The purpose of this exercise was to model a low temperature 2D lattice of a para-magnetic solid. In particular the cross-over point of the enthalpic and entropic regimes was studied using a Monte Carlo simulation. Please note that all temperatures and energies stated in this exercise are in reduced units of Kb. Heat capacity is therefore in units of Kb^-1.

Ising Model

The interaction energy is defined as $$\begin{gathered} {\displaystyle -\frac{1}{2}J{\displaystyle \sum _i^N}\sum _{j \\ \in \\ \mathrm{n}\mathrm{e}\mathrm{i}\mathrm{g}\mathrm{h}\mathrm{b}\mathrm{o}\mathrm{u}\mathrm{r}\mathrm{s}\left(i\right)}{s}_i{s}_j} \end{gathered}$$, where ${\displaystyle J}$ is a constant which controls the strength of interaction and the notation $$\begin{gathered} {\displaystyle j \\ \in \\ \mathrm{n}\mathrm{e}\mathrm{i}\mathrm{g}\mathrm{h}\mathrm{b}\mathrm{o}\mathrm{u}\mathrm{r}\mathrm{s}\left(i\right)} \end{gathered}$$ indicates that spin ${\displaystyle j}$ must lie in a lattice cell adjacent to spin ${\displaystyle i}$.

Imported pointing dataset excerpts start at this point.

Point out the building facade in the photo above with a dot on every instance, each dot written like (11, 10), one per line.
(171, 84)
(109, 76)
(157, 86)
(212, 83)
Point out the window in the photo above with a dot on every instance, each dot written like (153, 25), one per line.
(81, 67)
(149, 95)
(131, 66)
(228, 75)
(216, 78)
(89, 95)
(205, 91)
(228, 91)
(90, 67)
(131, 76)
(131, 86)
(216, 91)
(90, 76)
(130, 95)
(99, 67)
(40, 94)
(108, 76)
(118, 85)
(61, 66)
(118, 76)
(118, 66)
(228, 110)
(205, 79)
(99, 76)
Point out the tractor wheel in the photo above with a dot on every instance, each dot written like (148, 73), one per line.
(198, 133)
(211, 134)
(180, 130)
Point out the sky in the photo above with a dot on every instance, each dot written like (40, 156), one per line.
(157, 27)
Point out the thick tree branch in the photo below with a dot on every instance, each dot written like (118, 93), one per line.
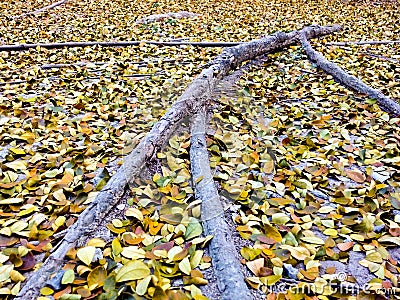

TASK: Show that the lowest possible energy for the Ising model is $$\begin{gathered} {\displaystyle E \\ = \\ -DNJ} \end{gathered}$$, where ${\displaystyle D}$ is the number of dimensions and ${\displaystyle N}$ is the total number of spins. What is the multiplicity of this state? Calculate its entropy.

By viewing the above equation we realise that in order to miminise the energy of the system we must maximise the total sum of spin-spin interactions. This occurs when all spins are aligned. In a 1D system of N atoms, each atom has 2 interactions: one with the atom each side). We also can apply periodic boundary conditions so an end atom interacts with first atom in the chain. However we need to now recognise that spin ₁*spin₂ is the same as spin₂*spin₁ and as such we need to halve the total number of spin terms that appear in the sum.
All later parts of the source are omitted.